Today Poppy imagined she was on her way to see a Broadway play in New York, dressed to the nines and glammed-up for an exciting outing with a dashing man. Her eyes sparkled and a small smile hovered at the corners of her mouth as she conjured up images and details. By the time she had reached town and maneuvered the Volvo into a parking space close to the market, she was deeply into the particulars of what the other women at the play were wearing and how her own costume compared. The bump as the front tires slid into the barrier at the top of the parking space ended her daydream abruptly. Sighing, she backed the car up a couple inches and turned off the engine, stowed the keys in the front pocket of her bag, and let reality settle over her slowly. With a small shake of her head and a wry smile, she got out and crossed the street to start her shopping.

Her first visit was to the grocer at the entrance to the market stalls, where she ordered all the staples any guest would require, and having made arrangements for their delivery, she then headed into the market proper in search of ‘goodies’.

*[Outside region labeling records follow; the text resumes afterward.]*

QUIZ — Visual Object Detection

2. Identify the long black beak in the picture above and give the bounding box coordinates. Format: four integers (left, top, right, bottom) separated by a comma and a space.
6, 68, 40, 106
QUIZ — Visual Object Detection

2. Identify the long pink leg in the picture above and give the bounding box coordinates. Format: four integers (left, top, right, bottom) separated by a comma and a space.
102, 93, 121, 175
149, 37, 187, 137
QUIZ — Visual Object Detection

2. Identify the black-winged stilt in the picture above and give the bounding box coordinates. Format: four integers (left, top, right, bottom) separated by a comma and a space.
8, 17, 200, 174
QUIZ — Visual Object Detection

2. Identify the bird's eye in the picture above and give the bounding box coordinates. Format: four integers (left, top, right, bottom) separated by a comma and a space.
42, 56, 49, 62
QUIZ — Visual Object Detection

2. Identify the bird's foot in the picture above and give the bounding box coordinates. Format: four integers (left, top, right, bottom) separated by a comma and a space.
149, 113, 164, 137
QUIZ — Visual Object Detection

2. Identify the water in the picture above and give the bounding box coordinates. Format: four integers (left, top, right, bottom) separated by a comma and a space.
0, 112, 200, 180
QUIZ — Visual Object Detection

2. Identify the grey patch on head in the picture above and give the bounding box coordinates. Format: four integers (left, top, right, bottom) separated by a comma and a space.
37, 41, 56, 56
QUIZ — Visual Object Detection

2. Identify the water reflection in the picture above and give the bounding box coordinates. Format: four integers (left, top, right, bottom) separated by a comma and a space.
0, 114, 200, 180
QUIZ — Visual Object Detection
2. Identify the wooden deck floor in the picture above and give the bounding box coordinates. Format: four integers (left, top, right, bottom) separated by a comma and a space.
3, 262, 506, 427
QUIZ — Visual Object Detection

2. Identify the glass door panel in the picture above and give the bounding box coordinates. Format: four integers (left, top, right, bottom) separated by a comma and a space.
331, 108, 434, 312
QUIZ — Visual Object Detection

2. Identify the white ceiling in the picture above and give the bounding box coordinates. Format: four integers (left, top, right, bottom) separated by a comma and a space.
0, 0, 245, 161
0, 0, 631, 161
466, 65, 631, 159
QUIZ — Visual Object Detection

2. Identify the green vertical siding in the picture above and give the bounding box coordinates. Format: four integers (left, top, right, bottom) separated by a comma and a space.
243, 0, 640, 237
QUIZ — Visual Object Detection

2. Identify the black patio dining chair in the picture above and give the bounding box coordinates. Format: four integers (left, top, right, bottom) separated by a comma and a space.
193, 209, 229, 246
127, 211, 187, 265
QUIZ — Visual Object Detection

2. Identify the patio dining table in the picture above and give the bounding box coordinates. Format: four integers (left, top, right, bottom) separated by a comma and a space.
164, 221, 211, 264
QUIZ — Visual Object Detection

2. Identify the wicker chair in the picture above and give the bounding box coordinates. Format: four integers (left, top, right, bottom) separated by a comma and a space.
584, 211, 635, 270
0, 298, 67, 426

She quickly passed the stall with the colorful French table linens, refusing to be seduced by the brilliant display, and made her way instead to the baked goods near the back. There she took her time choosing from several types of pastries, ending up with a variety of delectable treats that the dour faced girl behind the counter assembled into a plain white box and tied up with string before nesting it in a plastic carrier bag.

The baker offered several types of bread as well, but as Poppy baked bread every other day at home, when the cottage was let she just increased the batch and supplied the tenant herself. This made it easier, not having to head into town every other day, and truth be told, Poppy fancied her own baking every bit as good, if not better, than the local baker’s.

Flowers next. Poppy was a firm believer that the simple act of adding flowers to a home could bring life to an otherwise dull and lifeless space. During the summer months she was able to regularly fill the cottage with blooms from her own garden. This early in the season however, her garden could be a bit sparse, so she usually picked up what she needed at the market instead.

Poppy hummed cheerfully as she headed out the door of the bakers. The wind had picked up considerably, whipping her jacket flaps open, and her cornflower blue skirt, full and long, danced vigorously around her calves. Tucking her carrier bag firmly but carefully under her arm, she ducked her head and hurried across the market in the direction of the flower stall. She had nearly made it when she bumped abruptly into someone, sending the bag flying out from under her arm and end-over-ending it till it finally came to rest up against a light post a short distance away. Two strong hands settled on her arms, steadying her and a deep voice, obviously much concerned, apologized profusely.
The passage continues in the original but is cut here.